CONCLUSION Nirma has arrived and has truly become a household name, in every sense of the term. The Economist wrote: "Rarely does a small manufacturer in a developing country take on a big multinational and win. The man behind the success of Nirma phenomenon Dr. Karsanbhai Patel is a recipient of various awards and accolades. He has been bestowed with various awards like Udyog Ratna by Federation of Association of SmallScale Industries of Gujarat, New Delhi. Outstanding Industrialist of Eighties by Gujarat Chamber of Commerce and Industry, Ahmedabad (in 1990).

Gujarat Businessman Award in 1998 by Gujarat Chamber of Commerce and Industry, Ahmedabad.
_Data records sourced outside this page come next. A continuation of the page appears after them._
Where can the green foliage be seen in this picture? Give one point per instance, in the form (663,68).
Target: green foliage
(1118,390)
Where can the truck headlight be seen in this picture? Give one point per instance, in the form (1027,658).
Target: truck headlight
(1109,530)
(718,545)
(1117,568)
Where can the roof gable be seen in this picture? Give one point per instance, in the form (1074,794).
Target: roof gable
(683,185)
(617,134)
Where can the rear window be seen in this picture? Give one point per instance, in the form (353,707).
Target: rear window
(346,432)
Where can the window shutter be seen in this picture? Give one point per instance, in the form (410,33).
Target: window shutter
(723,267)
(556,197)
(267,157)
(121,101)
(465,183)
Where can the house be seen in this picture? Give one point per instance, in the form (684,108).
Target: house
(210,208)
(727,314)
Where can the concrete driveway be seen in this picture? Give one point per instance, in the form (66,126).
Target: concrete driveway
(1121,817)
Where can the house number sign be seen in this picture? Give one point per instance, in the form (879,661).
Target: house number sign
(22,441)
Excellence in Corporate Governance Award by Rotary International District 2000. In 2001, Karsanbhai was awarded an honorary doctorate by Florida Atlantic University, recognizing his exceptional entrepreneurial and philanthropic accomplishments. In 1990, the Federation of Association of Small Scale Industries of India (FASII), New Delhi, awarded him the 'Udyog Ratna' award. The Gujarat Chamber of Commerce felicitated him as an 'Outstanding Industrialist of the Eighties'. He has served twice as Chairman of the Development Council for Oils, Soaps and Detergents.